He could almost hear her thoughts, calculating details about the killer. He’d picked an isolated spot where there wouldn’t likely be tourists. The body had been found in the morning, so the killer must have dumped Theresa before dusk, when the alligators would’ve been feeding. A smart killer. Patient.
Logan felt the blood drain from his face as he realized what else it probably told Ella. The killer knew specific details about the marsh. “He’s a local, isn’t he?”
Ella turned, and her deep brown eyes seemed to bore holes through him. “He’s not a typical tourist passing through for a week or two. He could be a local, either here or in one of the neighboring towns. At the very least, he’s been holed up here for a few months, getting familiar with the town and trolling for victims.”
A string of curses burst from deep within, a sour, sick feeling that he might actually know the person who had burned and then murdered his sister’s friend.
The sick feeling persisted when his cell phone trilled and the display read Chief Patterson. He hadn’t even finished “Hello” before the chief was yelling loudly enough that there was no question Ella could hear every word.

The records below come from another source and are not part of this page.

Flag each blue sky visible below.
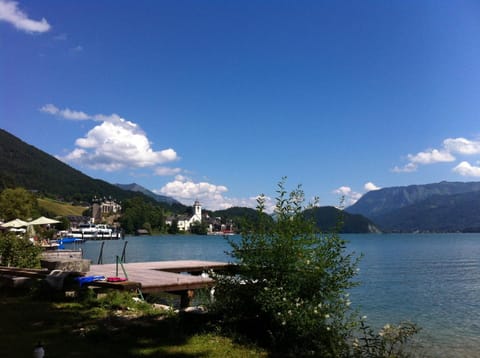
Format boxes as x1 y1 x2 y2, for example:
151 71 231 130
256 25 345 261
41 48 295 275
0 0 480 209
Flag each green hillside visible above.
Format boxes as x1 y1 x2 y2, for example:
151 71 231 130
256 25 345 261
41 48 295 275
0 129 152 202
305 206 380 234
346 181 480 232
37 198 88 216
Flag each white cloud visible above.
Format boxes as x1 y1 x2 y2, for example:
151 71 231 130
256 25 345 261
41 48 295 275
154 175 274 213
0 0 50 32
408 149 455 164
392 163 418 173
333 186 362 206
70 45 83 52
363 181 382 191
392 137 480 173
40 103 93 121
453 161 480 177
154 167 182 177
53 33 68 41
443 138 480 155
40 104 179 171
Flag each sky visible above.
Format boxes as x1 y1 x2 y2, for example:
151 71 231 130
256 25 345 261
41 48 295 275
0 0 480 210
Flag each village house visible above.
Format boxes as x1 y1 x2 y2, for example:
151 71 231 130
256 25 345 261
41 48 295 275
165 200 202 232
92 198 122 224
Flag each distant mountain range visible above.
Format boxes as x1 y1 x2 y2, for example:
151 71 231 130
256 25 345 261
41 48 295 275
115 183 181 205
0 129 173 207
346 181 480 232
0 129 442 232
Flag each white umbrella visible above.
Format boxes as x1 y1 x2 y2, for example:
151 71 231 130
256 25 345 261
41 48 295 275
27 216 60 225
0 219 29 228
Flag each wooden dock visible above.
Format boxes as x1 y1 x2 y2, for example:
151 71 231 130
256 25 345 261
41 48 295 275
86 260 231 307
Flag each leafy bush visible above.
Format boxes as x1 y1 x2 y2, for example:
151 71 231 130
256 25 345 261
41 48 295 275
213 179 358 357
0 232 42 268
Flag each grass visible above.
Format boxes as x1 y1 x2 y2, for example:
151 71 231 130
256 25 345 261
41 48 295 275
37 198 87 216
0 288 268 358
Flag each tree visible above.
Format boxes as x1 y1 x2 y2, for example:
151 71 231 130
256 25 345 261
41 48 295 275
0 232 42 268
190 221 208 235
213 178 358 357
0 188 39 221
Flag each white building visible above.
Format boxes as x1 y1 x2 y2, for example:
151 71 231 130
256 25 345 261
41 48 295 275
166 200 202 231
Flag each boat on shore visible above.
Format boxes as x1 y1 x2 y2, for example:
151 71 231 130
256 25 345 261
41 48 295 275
62 224 123 242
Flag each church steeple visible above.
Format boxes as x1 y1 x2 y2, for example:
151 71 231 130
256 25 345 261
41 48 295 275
193 200 202 221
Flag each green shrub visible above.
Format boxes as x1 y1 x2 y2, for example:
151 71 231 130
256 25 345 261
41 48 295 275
0 232 42 268
212 179 358 357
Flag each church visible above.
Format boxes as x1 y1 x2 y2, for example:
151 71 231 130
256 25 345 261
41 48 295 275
166 200 202 232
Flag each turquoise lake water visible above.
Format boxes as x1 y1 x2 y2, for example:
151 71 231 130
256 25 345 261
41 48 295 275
64 234 480 357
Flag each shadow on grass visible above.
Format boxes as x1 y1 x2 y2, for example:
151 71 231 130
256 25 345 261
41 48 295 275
0 290 240 358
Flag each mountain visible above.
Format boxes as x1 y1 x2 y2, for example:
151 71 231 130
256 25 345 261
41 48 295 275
211 206 380 233
115 183 181 205
346 182 480 232
0 129 158 202
305 206 380 234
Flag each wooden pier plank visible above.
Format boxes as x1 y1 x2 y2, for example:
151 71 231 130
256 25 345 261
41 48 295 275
86 260 229 293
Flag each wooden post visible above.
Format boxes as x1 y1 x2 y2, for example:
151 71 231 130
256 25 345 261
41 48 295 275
180 290 195 308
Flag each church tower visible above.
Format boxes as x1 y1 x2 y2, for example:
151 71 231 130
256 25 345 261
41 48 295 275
193 200 202 222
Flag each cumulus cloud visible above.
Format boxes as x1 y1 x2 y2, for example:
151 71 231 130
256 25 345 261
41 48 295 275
333 186 362 206
443 138 480 155
363 181 382 191
453 161 480 177
40 104 178 171
0 0 50 33
392 137 480 173
154 167 183 177
40 103 93 121
154 175 274 213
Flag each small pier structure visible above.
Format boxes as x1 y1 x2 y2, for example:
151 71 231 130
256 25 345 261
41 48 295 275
86 260 232 308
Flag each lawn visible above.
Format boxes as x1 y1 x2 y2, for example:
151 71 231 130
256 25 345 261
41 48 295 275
0 288 267 358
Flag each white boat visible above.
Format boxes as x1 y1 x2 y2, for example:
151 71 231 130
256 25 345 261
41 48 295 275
68 224 97 240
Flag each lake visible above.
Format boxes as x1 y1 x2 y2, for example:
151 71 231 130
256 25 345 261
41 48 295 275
64 234 480 357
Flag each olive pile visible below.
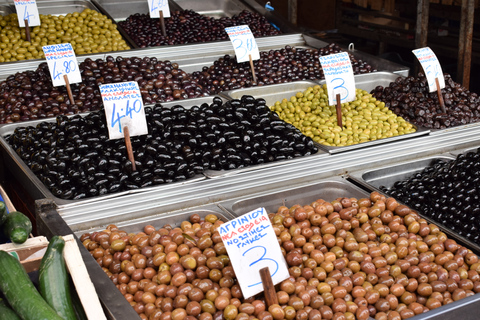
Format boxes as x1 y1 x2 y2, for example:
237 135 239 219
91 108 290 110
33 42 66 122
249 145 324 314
372 73 480 129
7 96 317 199
381 150 480 243
0 9 130 62
0 56 205 123
118 10 281 48
192 43 375 94
271 84 415 146
80 193 480 320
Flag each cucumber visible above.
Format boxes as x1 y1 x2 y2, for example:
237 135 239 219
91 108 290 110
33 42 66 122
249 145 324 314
0 250 62 320
0 299 21 320
38 236 77 320
3 211 32 243
0 201 8 226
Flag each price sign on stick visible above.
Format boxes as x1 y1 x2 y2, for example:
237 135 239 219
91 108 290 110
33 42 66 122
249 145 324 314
412 47 445 92
148 0 170 18
99 81 148 139
42 43 82 87
225 25 260 63
320 52 356 106
14 0 40 28
218 208 289 298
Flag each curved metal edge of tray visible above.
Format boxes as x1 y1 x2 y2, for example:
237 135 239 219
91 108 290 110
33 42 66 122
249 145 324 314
218 176 369 217
35 199 234 320
346 153 480 255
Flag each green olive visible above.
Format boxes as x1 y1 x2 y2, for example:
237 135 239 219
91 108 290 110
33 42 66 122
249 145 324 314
271 85 415 146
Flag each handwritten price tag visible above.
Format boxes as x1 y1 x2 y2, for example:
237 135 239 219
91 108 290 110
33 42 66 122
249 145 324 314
99 81 148 139
320 52 356 106
148 0 170 18
225 25 260 63
42 43 82 87
412 47 445 92
14 0 40 28
218 208 289 298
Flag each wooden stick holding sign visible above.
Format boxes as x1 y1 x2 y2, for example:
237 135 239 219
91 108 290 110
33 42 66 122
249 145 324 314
248 54 257 83
24 19 32 42
260 267 278 307
123 126 137 171
63 74 75 105
99 81 148 171
435 77 447 113
160 10 167 37
225 25 260 83
412 47 447 113
336 93 343 128
320 52 356 129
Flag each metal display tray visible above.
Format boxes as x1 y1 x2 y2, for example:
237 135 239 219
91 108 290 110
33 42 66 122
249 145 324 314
219 176 369 217
219 177 480 320
0 114 206 205
37 199 234 320
0 0 135 60
0 33 409 81
348 153 480 254
70 204 235 237
221 72 430 154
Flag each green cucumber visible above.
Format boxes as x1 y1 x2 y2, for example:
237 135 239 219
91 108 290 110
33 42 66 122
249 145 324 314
0 201 8 226
38 236 77 320
3 211 32 243
0 250 62 320
0 299 21 320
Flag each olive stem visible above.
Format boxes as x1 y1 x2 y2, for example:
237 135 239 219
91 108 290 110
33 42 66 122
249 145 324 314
248 54 257 83
63 74 75 105
260 267 278 307
24 19 32 42
435 78 447 113
336 93 343 128
160 10 167 37
123 126 137 171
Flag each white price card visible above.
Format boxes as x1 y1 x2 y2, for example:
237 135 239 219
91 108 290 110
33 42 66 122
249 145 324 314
147 0 170 18
320 52 356 106
218 208 289 298
412 47 445 92
225 25 260 63
13 0 40 28
99 81 148 139
42 43 82 87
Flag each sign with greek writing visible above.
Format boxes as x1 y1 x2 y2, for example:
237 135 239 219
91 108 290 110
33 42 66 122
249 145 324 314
412 47 445 92
225 25 260 63
218 208 289 298
99 81 148 139
13 0 40 28
148 0 170 18
320 52 356 106
42 43 82 87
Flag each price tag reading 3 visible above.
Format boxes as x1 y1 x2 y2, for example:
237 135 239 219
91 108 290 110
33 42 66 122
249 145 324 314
412 47 445 92
42 43 82 87
218 208 289 298
320 52 356 106
225 25 260 63
147 0 170 18
99 81 148 139
14 0 40 28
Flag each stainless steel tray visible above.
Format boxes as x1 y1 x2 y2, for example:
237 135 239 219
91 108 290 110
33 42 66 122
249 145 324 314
219 177 370 217
0 0 135 62
69 204 235 237
0 118 206 205
348 153 480 254
349 153 455 191
221 72 430 154
170 0 250 19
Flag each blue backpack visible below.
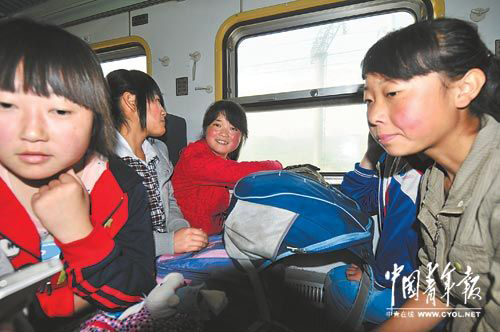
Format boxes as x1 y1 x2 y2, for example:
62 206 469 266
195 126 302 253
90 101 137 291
224 171 373 329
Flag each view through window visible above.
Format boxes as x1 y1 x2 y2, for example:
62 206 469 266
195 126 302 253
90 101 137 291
236 11 415 172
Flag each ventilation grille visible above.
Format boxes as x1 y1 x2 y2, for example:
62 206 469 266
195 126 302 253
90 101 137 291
285 266 326 308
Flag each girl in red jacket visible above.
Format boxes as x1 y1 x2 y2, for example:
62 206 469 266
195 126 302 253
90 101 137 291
172 100 282 235
0 19 155 331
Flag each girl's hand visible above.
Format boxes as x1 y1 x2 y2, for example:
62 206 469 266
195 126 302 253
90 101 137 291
31 169 93 243
174 227 208 254
345 264 363 281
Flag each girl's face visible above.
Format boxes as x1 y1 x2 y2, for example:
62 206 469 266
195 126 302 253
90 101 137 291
146 96 167 137
364 73 458 156
205 113 241 159
0 78 94 180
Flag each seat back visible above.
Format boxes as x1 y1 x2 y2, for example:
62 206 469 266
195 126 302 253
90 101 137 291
158 113 187 166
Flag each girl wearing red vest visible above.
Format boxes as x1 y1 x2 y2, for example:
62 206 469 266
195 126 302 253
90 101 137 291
172 100 282 235
0 19 155 328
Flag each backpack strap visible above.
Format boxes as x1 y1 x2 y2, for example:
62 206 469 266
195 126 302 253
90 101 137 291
341 264 373 331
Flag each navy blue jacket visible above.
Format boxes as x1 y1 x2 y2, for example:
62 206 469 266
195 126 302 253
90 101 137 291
340 154 428 293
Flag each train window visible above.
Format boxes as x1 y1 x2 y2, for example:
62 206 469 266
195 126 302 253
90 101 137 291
216 0 440 174
92 36 151 75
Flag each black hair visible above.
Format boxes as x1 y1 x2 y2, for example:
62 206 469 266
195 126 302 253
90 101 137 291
106 69 165 130
202 100 248 160
362 18 500 121
0 18 115 156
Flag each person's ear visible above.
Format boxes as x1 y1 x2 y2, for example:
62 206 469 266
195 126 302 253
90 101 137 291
120 92 137 113
455 68 486 108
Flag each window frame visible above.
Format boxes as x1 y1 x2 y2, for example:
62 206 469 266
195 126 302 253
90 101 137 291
215 0 444 105
215 0 445 182
90 36 153 75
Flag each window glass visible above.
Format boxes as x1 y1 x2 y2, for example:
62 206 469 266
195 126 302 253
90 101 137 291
237 11 415 97
239 104 368 172
235 11 415 173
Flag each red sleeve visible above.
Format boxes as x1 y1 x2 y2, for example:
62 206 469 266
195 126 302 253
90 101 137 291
181 144 283 187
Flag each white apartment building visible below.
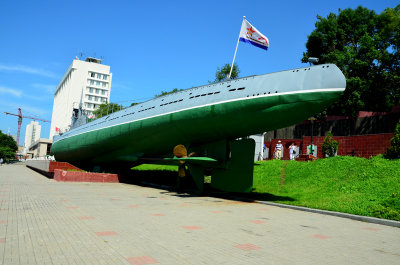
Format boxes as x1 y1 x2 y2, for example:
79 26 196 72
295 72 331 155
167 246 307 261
23 121 42 155
50 57 112 139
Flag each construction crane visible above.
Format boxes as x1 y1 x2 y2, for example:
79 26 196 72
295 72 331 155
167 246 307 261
4 108 50 145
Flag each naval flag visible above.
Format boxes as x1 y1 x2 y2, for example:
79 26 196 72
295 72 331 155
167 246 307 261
239 18 269 50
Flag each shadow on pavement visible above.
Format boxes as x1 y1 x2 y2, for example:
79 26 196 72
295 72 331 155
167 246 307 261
120 170 295 202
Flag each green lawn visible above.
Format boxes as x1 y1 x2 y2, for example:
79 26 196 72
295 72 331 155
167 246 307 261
253 157 400 221
134 156 400 221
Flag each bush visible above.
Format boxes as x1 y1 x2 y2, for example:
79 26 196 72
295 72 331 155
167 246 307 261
386 121 400 158
322 132 339 157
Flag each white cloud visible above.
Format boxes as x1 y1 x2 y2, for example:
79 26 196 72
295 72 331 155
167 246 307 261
0 64 58 78
0 86 22 97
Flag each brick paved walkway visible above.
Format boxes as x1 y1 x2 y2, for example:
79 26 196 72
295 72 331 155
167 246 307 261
0 165 400 265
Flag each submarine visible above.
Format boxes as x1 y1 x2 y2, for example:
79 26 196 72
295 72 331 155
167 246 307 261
51 64 346 192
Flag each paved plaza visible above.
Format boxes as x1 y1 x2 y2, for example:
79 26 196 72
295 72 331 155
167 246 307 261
0 165 400 265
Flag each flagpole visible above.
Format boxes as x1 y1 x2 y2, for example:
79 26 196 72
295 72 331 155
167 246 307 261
227 16 246 79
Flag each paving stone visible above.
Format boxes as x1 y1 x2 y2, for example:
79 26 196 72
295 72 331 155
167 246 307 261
0 165 400 265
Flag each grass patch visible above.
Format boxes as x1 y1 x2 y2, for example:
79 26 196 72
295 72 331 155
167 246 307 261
253 156 400 221
133 156 400 221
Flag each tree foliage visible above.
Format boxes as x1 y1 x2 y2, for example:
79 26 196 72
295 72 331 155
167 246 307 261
322 132 339 157
154 88 183 98
214 63 240 82
93 103 122 120
302 5 400 116
0 130 18 162
386 121 400 158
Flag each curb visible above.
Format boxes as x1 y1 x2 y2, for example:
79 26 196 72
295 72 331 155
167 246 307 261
255 200 400 228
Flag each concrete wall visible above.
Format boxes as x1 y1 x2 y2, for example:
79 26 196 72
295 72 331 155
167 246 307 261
265 133 394 160
50 60 112 139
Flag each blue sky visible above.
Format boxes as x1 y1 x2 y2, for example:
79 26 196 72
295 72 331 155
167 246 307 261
0 0 399 145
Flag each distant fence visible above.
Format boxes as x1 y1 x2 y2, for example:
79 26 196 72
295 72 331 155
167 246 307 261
265 133 394 159
264 107 400 142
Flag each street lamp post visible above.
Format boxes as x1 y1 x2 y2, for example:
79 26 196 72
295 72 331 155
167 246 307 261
308 117 316 155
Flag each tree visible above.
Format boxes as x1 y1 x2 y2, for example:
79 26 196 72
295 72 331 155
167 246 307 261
0 130 18 162
154 88 183 98
214 63 240 82
386 121 400 158
322 132 339 157
93 103 122 120
302 5 400 116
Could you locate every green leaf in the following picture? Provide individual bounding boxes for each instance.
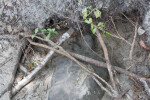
[46,33,51,40]
[43,33,46,39]
[97,22,104,27]
[97,22,105,30]
[34,28,39,34]
[88,6,92,10]
[91,24,94,31]
[102,30,106,35]
[92,28,97,34]
[84,19,90,24]
[52,28,55,32]
[106,32,110,38]
[94,9,101,18]
[41,29,47,33]
[31,34,36,39]
[47,28,53,32]
[89,18,92,24]
[54,31,58,35]
[82,8,88,19]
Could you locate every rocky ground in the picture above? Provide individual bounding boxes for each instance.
[0,0,150,100]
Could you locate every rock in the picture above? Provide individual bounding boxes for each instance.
[48,57,104,100]
[81,35,93,51]
[0,0,149,32]
[0,35,24,100]
[48,35,108,100]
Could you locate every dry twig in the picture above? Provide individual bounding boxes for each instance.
[28,37,116,97]
[12,28,73,96]
[95,26,118,95]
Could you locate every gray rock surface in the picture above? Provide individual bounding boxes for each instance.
[0,0,149,34]
[0,35,23,100]
[48,57,104,100]
[48,35,108,100]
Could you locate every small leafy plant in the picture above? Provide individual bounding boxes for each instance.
[82,6,110,38]
[31,28,58,39]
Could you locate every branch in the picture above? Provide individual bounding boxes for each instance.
[129,23,138,60]
[95,26,118,95]
[18,37,116,97]
[69,52,150,82]
[12,28,74,96]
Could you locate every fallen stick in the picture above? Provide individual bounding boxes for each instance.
[94,26,118,96]
[12,28,74,96]
[69,52,150,82]
[23,36,116,97]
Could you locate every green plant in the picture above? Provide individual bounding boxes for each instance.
[82,6,110,38]
[29,61,39,68]
[31,28,58,39]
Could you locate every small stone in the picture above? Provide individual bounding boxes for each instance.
[138,26,145,35]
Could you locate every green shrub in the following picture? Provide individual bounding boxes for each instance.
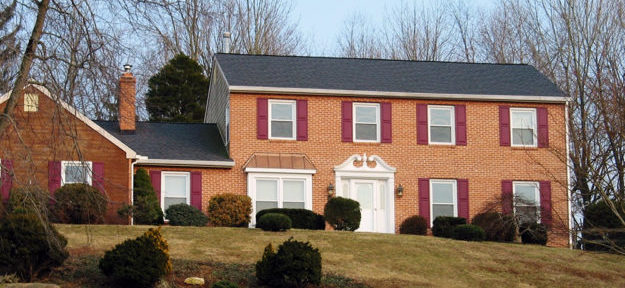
[452,224,486,241]
[471,212,516,242]
[519,222,547,245]
[165,204,208,227]
[208,194,252,227]
[256,238,321,287]
[54,183,107,224]
[399,215,428,235]
[99,228,171,287]
[256,208,326,230]
[256,213,291,232]
[324,197,361,231]
[432,216,467,238]
[0,209,68,281]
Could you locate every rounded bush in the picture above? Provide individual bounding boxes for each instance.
[399,215,428,235]
[256,213,291,232]
[519,222,547,245]
[471,212,516,242]
[0,209,68,281]
[165,204,208,227]
[432,216,467,238]
[452,224,486,241]
[256,208,326,230]
[324,197,361,231]
[256,238,321,287]
[99,229,171,287]
[208,194,252,227]
[54,183,107,224]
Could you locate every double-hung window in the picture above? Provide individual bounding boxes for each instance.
[512,181,540,223]
[353,103,380,142]
[510,108,537,147]
[269,100,296,140]
[428,105,456,145]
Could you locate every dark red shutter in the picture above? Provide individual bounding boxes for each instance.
[417,104,428,145]
[499,106,510,146]
[0,159,13,202]
[296,100,308,141]
[539,181,553,226]
[419,178,430,226]
[380,103,393,143]
[454,105,467,146]
[91,162,104,193]
[536,107,549,148]
[191,172,202,211]
[48,161,61,195]
[150,170,161,204]
[256,98,269,139]
[457,179,469,219]
[501,180,513,214]
[341,101,352,142]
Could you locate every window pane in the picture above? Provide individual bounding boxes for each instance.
[271,121,293,138]
[282,180,304,203]
[356,106,378,123]
[430,126,451,143]
[256,180,278,200]
[356,124,378,140]
[271,103,293,120]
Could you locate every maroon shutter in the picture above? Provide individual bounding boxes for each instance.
[150,170,162,206]
[380,103,393,143]
[536,107,549,148]
[0,159,13,202]
[419,178,430,226]
[454,105,467,146]
[499,106,510,146]
[296,100,308,141]
[417,104,428,145]
[191,172,202,211]
[341,101,352,142]
[539,181,552,226]
[501,180,513,214]
[256,98,269,139]
[458,179,469,219]
[48,161,61,195]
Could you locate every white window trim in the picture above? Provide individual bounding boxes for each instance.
[428,105,456,145]
[512,181,541,223]
[352,102,381,143]
[61,161,93,186]
[430,179,458,227]
[247,172,312,227]
[267,99,297,140]
[510,108,538,147]
[161,171,191,213]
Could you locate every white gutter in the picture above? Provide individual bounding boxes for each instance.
[230,85,568,103]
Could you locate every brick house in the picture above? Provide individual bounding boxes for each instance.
[0,54,570,246]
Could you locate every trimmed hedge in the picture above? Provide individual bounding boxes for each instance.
[165,203,208,227]
[432,216,467,238]
[256,208,326,230]
[208,194,252,227]
[399,215,428,235]
[324,197,361,231]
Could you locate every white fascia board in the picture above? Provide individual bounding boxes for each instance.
[229,85,569,103]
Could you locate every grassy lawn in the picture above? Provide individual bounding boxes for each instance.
[52,225,625,287]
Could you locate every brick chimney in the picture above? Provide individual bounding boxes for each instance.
[119,64,137,134]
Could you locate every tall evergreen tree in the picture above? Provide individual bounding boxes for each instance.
[145,54,208,122]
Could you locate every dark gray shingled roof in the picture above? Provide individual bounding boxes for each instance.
[216,54,563,97]
[94,121,232,161]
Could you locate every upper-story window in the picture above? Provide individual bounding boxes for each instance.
[353,103,380,142]
[269,100,296,140]
[510,108,537,147]
[428,105,456,145]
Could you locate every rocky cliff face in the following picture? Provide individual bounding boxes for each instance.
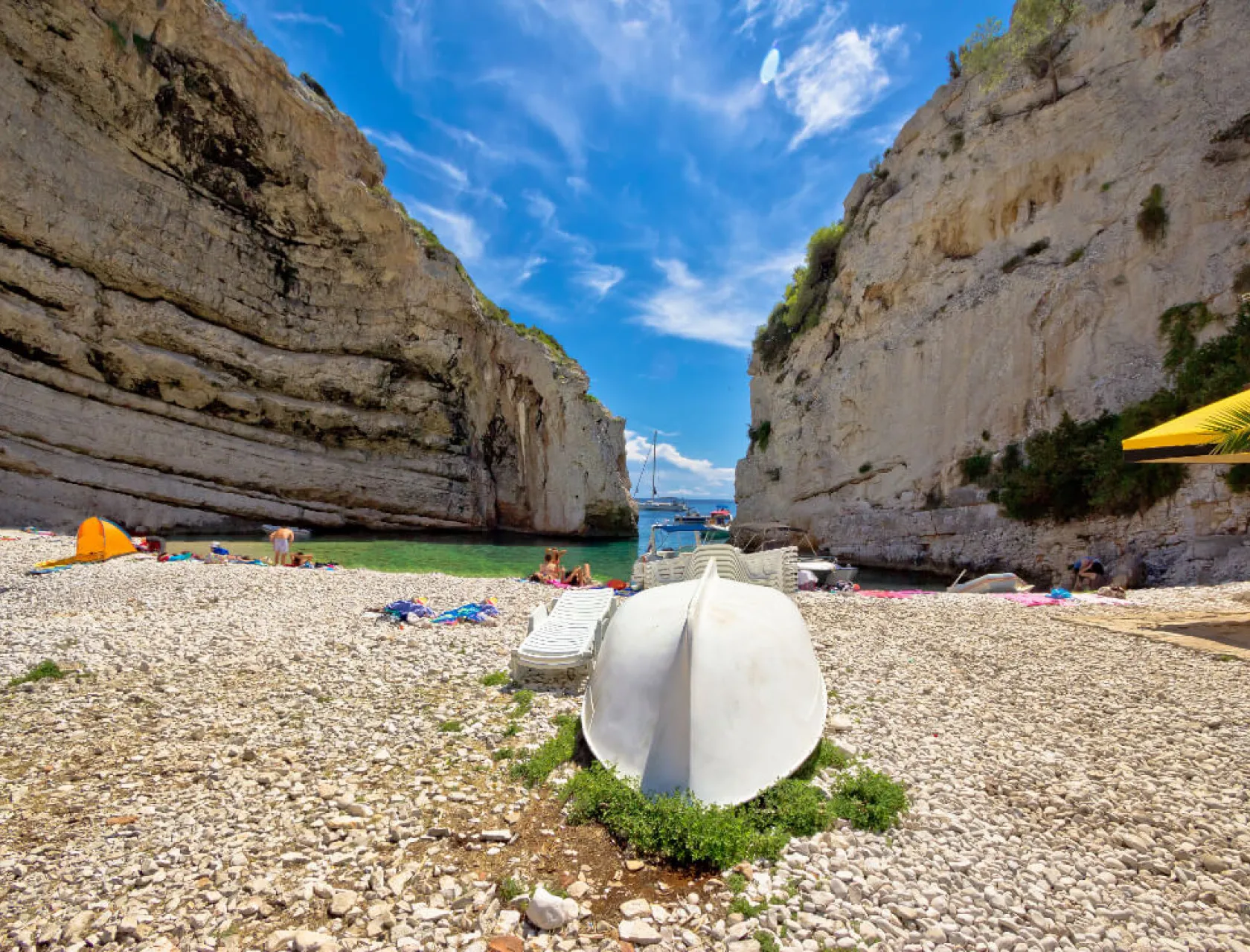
[737,0,1250,581]
[0,0,636,533]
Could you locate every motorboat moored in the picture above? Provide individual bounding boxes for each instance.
[946,572,1033,595]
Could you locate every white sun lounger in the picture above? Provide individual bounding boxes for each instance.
[511,588,616,681]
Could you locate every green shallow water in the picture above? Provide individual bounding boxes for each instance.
[166,536,638,581]
[166,500,734,581]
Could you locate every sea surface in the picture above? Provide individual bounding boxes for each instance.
[166,500,735,581]
[167,500,946,591]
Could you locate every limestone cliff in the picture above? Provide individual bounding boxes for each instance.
[0,0,636,533]
[737,0,1250,581]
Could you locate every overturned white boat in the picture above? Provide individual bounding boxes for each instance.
[581,561,827,805]
[946,572,1033,595]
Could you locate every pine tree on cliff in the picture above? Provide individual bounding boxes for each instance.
[959,0,1083,103]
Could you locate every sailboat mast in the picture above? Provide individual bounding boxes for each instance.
[651,430,660,498]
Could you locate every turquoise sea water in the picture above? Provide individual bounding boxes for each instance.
[167,500,734,581]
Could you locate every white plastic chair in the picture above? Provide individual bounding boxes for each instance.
[511,588,616,681]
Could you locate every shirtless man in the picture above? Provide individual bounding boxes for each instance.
[269,526,295,565]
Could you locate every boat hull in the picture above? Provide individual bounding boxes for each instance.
[581,564,827,805]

“Why am I hearing about you bringing the FBI to Oakville for your ridiculous serial killer theory? How often do you need to hear orders before you follow them, Logan? We’re investigating Theresa’s murder. We are not inventing more victims and we are definitely not scaring the whole town by turning an isolated crime into a huge spree!”
“Chief—”
“I’m going to tell you this one last time, Logan, and you’d better listen. There’s only so far that nepotism can protect your job. You drop this serial killer angle right now. Send this profiler home and get back to the station.”
“Chief, listen—”
The sudden dial tone cut him off. As he tucked his phone back inside his pocket, he prayed he’d made the right decision in bringing Ella here, prayed that one crazy theory wasn’t going to bring down the career he’d fought so hard for.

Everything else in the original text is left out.